The posters for "The Condemned" include the tagline "10 People Will Fight. 9 People Will Die. You Get to Watch."
They ran out of space before they could include the words " ... and be Bored Silly" by this D-grade "Running Man" ripoff, starring World Wrestling Entertainment superstar Steve Austin as one of a group of death row cons (including a couple of women) who fight for their freedom on a streaming webcast orchestrated by a ratings-mad producer.
As off-putting and ridiculous as it is ponderous, this WWE Films enterprise should have been condemned to fight for space on the DVD shelves rather than be thrust upon unsuspecting moviegoers, but distributor Lionsgate obviously has other ideas.
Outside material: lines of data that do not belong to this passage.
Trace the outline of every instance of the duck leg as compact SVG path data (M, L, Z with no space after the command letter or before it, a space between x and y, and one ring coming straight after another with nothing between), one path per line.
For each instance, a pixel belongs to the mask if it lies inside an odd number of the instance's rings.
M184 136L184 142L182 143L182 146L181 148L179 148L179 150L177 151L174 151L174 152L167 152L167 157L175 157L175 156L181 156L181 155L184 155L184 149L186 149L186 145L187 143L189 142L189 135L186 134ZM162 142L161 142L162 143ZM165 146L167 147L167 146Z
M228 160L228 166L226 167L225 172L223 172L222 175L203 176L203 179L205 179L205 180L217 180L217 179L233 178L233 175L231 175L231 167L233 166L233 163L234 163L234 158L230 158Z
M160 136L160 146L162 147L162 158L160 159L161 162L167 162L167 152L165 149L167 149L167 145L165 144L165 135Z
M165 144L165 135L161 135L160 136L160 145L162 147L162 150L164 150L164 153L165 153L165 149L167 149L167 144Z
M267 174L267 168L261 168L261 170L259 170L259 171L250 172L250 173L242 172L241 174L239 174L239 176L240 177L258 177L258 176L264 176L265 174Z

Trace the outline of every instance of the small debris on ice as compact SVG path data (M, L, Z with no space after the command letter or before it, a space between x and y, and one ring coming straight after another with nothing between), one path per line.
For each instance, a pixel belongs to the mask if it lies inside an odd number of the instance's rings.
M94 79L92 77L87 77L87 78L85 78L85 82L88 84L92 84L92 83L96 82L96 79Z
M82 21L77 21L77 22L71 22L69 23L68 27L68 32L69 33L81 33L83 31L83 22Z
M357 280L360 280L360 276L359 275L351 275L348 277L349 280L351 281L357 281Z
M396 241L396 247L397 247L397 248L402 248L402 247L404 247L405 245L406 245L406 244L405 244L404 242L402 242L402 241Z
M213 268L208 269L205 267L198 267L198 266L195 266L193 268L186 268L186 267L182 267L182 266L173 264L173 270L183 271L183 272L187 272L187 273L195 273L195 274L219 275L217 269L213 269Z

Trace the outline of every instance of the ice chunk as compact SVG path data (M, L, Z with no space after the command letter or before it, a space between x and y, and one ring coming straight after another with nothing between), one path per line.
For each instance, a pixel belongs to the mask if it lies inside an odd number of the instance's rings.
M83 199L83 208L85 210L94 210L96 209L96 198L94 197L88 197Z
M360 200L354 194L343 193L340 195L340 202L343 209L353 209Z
Directed by Scott Wiper (2000's equally derivative "A Better Way to Die"), from a script he penned with Rob Hedden, the story centers on an egotistical TV producer (Robert Mammone, with a seeming nod in the direction of Joe Francis) who's determined to get the kind of viewers for reality programming that broadcasters can no longer deliver.
His brainchild involves corralling 10 condemned killers, with names like the German, the Italian, the Russian and Paco, and let them go at one another on a remote island, played by Australia.
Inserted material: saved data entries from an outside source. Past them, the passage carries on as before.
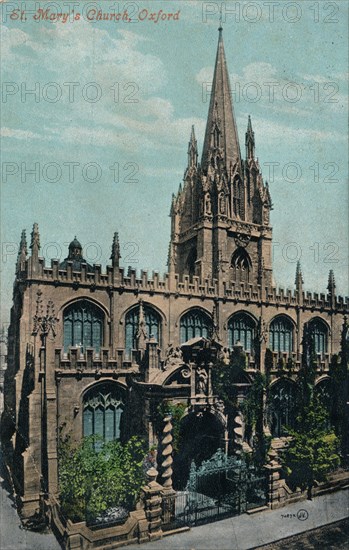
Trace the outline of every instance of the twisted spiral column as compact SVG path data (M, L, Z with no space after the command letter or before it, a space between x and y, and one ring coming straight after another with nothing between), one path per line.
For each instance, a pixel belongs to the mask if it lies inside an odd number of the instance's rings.
M239 413L234 418L234 444L236 448L236 454L241 454L242 452L242 443L243 443L243 428L242 428L242 418Z
M172 489L172 441L173 437L171 416L165 416L161 440L161 477L162 485L165 489Z

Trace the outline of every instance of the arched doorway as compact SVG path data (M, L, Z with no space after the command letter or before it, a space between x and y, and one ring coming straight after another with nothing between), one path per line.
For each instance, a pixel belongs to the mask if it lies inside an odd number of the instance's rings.
M184 489L191 463L198 466L210 458L221 446L223 437L221 421L209 411L189 413L180 426L179 450L173 462L173 485Z

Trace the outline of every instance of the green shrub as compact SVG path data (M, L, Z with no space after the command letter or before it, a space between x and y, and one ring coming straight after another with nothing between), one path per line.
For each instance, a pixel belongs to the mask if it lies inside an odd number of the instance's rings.
M132 437L127 443L105 443L85 437L74 447L69 438L59 446L60 502L73 521L94 520L111 506L132 509L144 484L145 443Z

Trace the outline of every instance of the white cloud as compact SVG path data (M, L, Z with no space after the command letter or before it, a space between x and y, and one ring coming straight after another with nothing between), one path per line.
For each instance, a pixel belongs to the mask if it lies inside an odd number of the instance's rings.
M244 119L246 122L246 119ZM243 123L239 121L239 126ZM300 140L307 142L312 141L346 141L346 136L335 131L325 132L316 128L309 128L304 126L290 126L283 123L273 122L266 118L253 118L253 129L255 134L263 136L268 142L275 141L280 142L282 138L290 145L292 143L298 144Z
M42 139L42 136L39 134L34 134L29 130L18 130L15 128L1 128L0 136L3 138L14 138L14 139Z
M196 81L201 85L203 82L212 82L213 80L213 66L203 67L195 75Z

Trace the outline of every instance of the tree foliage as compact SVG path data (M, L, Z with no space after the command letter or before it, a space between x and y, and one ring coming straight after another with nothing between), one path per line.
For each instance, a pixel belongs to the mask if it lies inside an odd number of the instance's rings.
M340 464L339 439L329 428L329 415L314 394L316 356L309 327L304 326L302 364L298 373L298 416L284 454L284 466L291 485L311 490Z
M237 394L234 384L238 382L246 368L246 355L243 351L234 352L227 365L217 361L212 369L213 393L221 399L228 411L237 407Z
M306 421L308 407L314 398L317 370L314 338L307 323L304 325L302 345L302 363L297 378L297 409L303 420Z
M111 506L132 509L144 483L145 443L132 437L122 445L98 436L74 447L70 438L59 446L60 502L73 521L94 520Z
M346 342L344 345L347 345ZM347 457L349 453L349 410L347 406L349 357L343 348L342 343L341 356L334 355L330 364L331 422L341 443L342 456Z
M253 461L257 465L264 464L270 448L271 438L264 433L264 402L267 377L257 372L246 399L241 405L244 414L245 434L252 438Z
M309 498L315 482L324 481L340 464L339 440L327 426L327 411L312 397L297 417L296 428L289 430L292 439L283 465L290 484L307 489Z

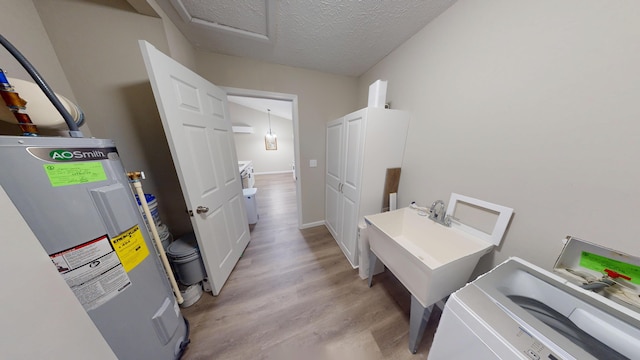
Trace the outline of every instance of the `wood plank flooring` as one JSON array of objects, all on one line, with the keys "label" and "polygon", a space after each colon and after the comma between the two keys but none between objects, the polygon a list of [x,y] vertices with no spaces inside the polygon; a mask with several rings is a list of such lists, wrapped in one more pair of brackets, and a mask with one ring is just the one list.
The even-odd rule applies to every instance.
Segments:
[{"label": "wood plank flooring", "polygon": [[182,310],[183,359],[426,359],[434,326],[411,354],[397,279],[386,271],[369,288],[324,226],[299,230],[290,174],[258,175],[256,187],[260,218],[227,284]]}]

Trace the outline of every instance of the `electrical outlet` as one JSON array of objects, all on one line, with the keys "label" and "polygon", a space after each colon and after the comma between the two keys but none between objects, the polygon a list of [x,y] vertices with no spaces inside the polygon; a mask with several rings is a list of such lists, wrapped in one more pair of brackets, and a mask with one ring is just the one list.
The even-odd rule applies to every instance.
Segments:
[{"label": "electrical outlet", "polygon": [[318,160],[309,160],[309,167],[318,167]]}]

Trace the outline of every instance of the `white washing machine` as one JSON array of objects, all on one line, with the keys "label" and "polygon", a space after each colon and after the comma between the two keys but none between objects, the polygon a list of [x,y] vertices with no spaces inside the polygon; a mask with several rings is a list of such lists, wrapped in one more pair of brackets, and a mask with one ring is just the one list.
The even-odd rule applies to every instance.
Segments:
[{"label": "white washing machine", "polygon": [[554,271],[511,258],[452,294],[428,359],[640,359],[640,260],[570,238]]}]

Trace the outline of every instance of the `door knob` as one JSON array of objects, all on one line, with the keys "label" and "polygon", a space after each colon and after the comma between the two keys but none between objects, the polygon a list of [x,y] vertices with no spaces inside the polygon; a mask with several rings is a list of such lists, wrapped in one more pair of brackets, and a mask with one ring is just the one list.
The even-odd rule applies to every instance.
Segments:
[{"label": "door knob", "polygon": [[206,213],[207,211],[209,211],[209,208],[208,208],[208,207],[206,207],[206,206],[198,206],[198,207],[196,208],[196,212],[197,212],[198,214],[204,214],[204,213]]}]

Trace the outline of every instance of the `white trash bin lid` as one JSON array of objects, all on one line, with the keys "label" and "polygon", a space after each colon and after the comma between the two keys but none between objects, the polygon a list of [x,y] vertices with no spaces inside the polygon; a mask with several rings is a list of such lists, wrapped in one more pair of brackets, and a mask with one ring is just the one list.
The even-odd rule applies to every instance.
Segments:
[{"label": "white trash bin lid", "polygon": [[258,192],[258,188],[242,189],[242,195],[244,196],[255,196],[256,192]]}]

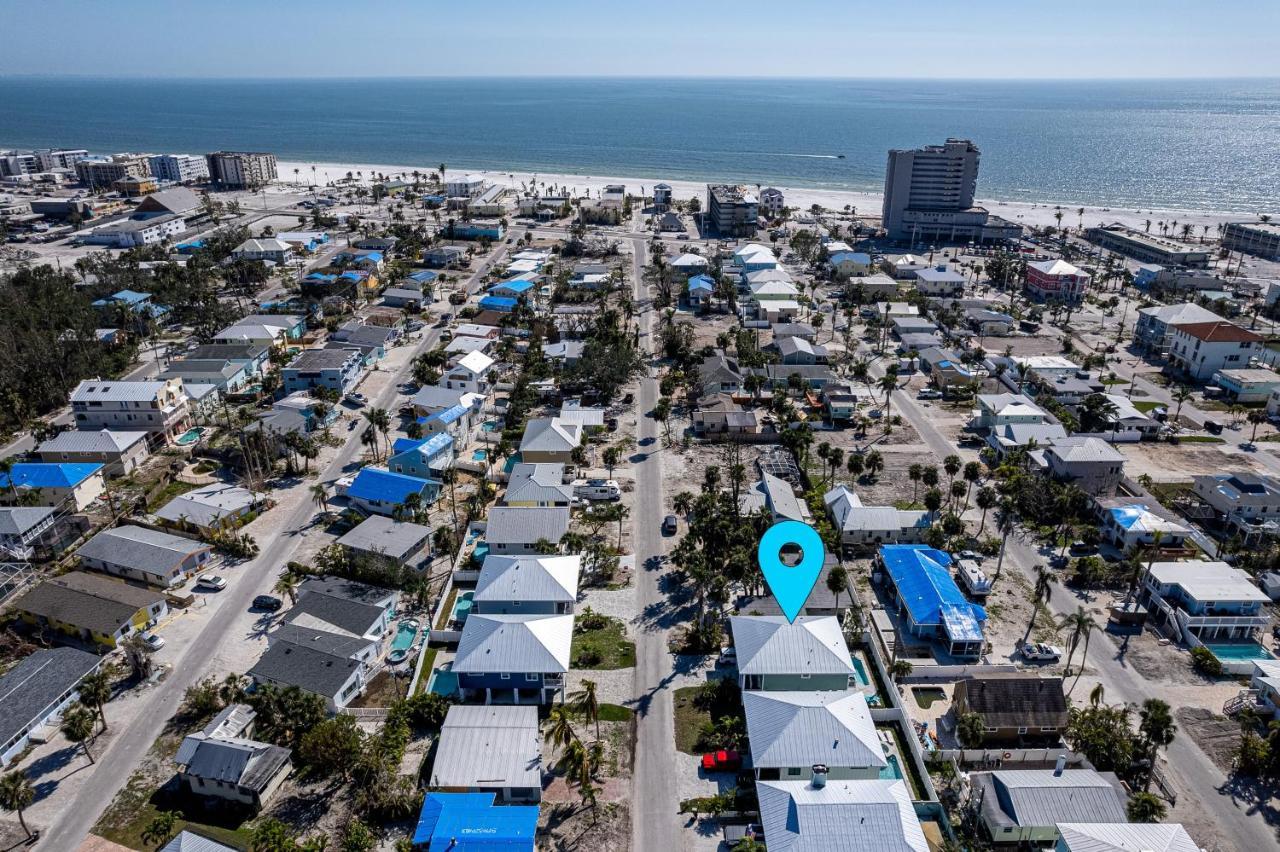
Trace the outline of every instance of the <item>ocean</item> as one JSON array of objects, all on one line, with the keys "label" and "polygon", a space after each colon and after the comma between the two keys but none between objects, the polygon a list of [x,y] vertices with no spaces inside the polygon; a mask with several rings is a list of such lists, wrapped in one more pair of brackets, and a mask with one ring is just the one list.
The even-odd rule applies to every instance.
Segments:
[{"label": "ocean", "polygon": [[0,145],[95,152],[880,190],[889,148],[948,136],[981,148],[983,198],[1254,213],[1280,197],[1280,80],[0,78]]}]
The last man standing wins his freedom, and the producer pockets millions.
But a potential spoiler has arrived in the intimidating form of Jack Conrad (Austin), a good ol' Lubbock, Texas, boy, sentenced to death in an El Salvador prison with a covert past and a real sense of decency beneath that menacing brawn.
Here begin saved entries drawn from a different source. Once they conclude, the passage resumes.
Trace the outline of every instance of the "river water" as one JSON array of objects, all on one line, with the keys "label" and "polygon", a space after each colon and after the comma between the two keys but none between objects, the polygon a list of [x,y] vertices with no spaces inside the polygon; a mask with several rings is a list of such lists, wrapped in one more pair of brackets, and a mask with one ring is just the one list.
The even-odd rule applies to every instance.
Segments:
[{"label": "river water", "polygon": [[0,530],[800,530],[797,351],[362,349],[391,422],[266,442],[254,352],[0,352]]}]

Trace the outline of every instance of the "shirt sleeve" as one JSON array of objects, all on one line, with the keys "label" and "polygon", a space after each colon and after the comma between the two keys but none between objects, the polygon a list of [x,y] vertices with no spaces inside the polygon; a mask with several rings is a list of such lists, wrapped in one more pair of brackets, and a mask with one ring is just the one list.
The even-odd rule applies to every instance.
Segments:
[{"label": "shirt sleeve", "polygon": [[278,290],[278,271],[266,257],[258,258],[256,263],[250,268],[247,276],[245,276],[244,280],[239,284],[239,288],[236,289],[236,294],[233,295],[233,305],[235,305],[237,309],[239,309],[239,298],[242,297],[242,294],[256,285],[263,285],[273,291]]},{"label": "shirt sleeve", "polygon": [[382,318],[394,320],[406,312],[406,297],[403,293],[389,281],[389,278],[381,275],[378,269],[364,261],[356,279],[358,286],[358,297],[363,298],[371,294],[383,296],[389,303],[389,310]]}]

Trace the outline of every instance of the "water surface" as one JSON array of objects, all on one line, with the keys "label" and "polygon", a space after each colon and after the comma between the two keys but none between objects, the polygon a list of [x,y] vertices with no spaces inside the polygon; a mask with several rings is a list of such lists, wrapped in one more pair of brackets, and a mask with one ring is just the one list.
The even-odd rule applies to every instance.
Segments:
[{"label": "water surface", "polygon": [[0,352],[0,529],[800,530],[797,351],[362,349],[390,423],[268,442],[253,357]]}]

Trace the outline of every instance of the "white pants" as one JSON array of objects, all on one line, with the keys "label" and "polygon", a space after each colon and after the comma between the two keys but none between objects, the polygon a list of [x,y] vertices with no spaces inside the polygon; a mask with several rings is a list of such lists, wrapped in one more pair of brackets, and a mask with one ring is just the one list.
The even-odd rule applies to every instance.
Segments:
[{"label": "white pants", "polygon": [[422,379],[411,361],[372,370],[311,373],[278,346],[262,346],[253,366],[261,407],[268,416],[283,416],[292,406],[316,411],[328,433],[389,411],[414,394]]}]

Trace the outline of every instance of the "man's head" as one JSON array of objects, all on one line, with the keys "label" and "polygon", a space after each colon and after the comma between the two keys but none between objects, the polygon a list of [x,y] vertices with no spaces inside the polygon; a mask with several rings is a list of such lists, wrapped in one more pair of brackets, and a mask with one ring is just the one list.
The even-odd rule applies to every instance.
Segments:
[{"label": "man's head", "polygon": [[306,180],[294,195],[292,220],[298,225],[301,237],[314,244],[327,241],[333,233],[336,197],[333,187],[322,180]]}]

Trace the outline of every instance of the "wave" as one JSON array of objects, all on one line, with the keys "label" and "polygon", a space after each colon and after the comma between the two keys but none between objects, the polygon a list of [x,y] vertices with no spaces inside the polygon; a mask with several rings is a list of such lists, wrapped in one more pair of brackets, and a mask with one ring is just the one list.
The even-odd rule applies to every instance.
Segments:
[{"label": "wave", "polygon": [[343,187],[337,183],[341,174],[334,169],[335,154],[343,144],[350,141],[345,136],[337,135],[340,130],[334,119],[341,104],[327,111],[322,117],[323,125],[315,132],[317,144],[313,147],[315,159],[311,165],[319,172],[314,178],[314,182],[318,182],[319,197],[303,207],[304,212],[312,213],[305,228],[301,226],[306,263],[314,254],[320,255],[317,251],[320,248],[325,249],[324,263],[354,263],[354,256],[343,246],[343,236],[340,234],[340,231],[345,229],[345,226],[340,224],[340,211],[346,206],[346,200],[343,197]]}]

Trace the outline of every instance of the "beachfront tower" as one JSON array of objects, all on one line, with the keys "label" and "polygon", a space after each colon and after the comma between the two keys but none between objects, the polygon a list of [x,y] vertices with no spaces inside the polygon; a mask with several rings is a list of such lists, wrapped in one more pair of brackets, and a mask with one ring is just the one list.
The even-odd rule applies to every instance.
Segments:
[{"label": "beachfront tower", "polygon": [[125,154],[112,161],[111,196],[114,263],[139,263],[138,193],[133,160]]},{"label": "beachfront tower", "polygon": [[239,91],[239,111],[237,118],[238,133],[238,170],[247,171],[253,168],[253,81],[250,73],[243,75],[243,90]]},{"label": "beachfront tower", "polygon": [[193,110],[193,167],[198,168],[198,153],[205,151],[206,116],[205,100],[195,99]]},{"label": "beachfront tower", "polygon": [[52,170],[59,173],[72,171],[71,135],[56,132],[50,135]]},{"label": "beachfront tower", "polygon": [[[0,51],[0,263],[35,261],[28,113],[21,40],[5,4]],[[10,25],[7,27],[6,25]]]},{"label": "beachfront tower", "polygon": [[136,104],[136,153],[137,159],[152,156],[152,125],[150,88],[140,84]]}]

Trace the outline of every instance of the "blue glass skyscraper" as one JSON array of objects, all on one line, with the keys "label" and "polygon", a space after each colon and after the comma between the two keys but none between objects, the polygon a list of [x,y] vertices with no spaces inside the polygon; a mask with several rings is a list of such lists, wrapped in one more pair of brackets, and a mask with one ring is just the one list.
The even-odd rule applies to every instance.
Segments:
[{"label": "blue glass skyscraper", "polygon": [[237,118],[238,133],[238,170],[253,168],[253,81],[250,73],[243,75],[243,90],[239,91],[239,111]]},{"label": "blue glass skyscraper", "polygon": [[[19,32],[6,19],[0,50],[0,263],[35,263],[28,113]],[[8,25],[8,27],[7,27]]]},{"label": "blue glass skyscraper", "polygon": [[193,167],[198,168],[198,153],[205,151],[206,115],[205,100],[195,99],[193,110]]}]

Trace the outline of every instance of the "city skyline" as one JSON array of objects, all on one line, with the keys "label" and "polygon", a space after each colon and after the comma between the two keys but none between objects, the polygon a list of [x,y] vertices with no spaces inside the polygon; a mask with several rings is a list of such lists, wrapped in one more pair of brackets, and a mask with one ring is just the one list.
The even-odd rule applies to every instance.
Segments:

He proves to be a considerable match for resident sicko McStarley (Vinnie Jones), a sadistic British special forces agent with a history of rape, torture and murder.
All the ensuing gratuitous violence and mock moralizing about society's voyeuristic craving for this kind of stuff might have been met with more revulsion had the movie not been so dopey and tedious.
While some of those contestants blow up real good (they're outfitted with ankle-bracelet bombs that discharge if they are tampered with), the lags in between are killer, and the dialogue isn't even B-movie worthy.
Austin, who has proved himself a capable actor before on "Nash Bridges" and in the Adam Sandler version of "The Longest Yard," does his stoic thing but hasn't been handed the sufficient tools to work with by Wiper and Hedden.